Re: Partitioning vs. View of a UNION ALL

"Merlin Moncure" <mmoncure@xxxxxxxxx> · Fri, 13 Oct 2006 09:33:38 -0400

On 10/13/06, Ron Johnson <ron.l.johnson@xxxxxxx> wrote:
Hi,

I've gotten preliminary approval to buy a server and load a *lot* of
data into it.  One table will eventually have 4.5Bn 330 bytes rows,
the other 9Bn 300 byte rows.  Other will "only" have a billion rows.
 They are easily partitioned by yyyymm, which we call FISCAL_PERIOD.
 (In fact, the app creates the integer FISCAL_PERIOD by extracting
year and month from transaction date: YEAR*100+MONTH.)

wow. if I do my math correctly, this will put you in the multi
terabyte range.  i'm sure the postgresql community (talk to Josh
Berkus) would love to hear about your experiences in this project.

anyways, regarding built in/manual partitioning, I have to admit I am
not a big fan of the built in table partitioning.  It was kind of
fiddly to set up, and constraint exclusion only worked on select
queries, which was the real deal killer for me.  however, the latter
issue this has been addressed in 8.2
(http://developer.postgresql.org/pgdocs/postgres/release-8-2.html).
With built in, foreign key behavior is a little bit different and
perhaps problematic, which you you should consider if you plan to
enforce constraints via RI. however, you can always drop down to a
trigger calling a dynamic pl/sql function which is almost as good
(sometimes better) to enforce constraints.  another issue is that
sometimes the plans generated on non trivial queries involving joins
to partitioned tables were not what i would have expected, resorting
to seq scans or not using constraint_exclusion conditions in certain
cases  obviously, this is a moving target and may improve in later
versions of postgresql, so test your sql carefully.
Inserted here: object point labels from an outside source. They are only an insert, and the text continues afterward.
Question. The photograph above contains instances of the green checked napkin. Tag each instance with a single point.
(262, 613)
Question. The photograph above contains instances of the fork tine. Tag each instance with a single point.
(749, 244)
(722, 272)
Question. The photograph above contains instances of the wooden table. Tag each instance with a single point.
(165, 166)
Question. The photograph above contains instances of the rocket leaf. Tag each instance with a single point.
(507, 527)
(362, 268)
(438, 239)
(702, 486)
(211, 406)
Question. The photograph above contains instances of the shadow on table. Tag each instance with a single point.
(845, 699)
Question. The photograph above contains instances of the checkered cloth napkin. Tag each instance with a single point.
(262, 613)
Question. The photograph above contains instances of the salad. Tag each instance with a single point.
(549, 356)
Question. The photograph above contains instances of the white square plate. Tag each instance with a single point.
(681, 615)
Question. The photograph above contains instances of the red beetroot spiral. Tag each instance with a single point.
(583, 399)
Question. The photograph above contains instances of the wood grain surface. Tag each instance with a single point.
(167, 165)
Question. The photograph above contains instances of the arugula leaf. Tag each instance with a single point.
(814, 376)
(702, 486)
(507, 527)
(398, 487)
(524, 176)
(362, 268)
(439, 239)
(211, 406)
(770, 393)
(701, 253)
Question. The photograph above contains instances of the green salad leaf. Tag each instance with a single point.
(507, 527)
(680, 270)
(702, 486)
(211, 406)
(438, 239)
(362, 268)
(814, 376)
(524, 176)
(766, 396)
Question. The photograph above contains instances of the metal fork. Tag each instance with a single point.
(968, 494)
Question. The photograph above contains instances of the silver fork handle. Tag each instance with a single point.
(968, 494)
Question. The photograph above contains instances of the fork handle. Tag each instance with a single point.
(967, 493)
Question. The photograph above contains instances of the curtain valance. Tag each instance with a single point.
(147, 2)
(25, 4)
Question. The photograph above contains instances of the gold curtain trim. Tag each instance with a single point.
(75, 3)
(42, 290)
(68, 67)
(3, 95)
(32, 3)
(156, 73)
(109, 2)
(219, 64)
one thing that is interesting is that if your data divisions is very
strictly regimented so that most of your operations work on exactly
one schema, you can put your partions in separate schemas.  why do
this? well your table names are uniform for starters.  if you are into
pl/pgsql functions you can then keep one function/operation which
operates over all your partitions without excessive use of dynamic sql
(which is not terrible, but I'd prefer not to use it if possible.).
so long as you have a pretty good idea of when function plans are
generated, you can enter into your 'namespace' by manipulating
search_path and go to work.

with a database of your size you really have to work out some test
data and try both approaches. what works is going to be a combination
of pracical factors and personal style...and great feedback for the
community should you be persuaded to give regular updates on your
progress.

as with all partitioning strategies, keep an eye out for worst case behavior.

merlin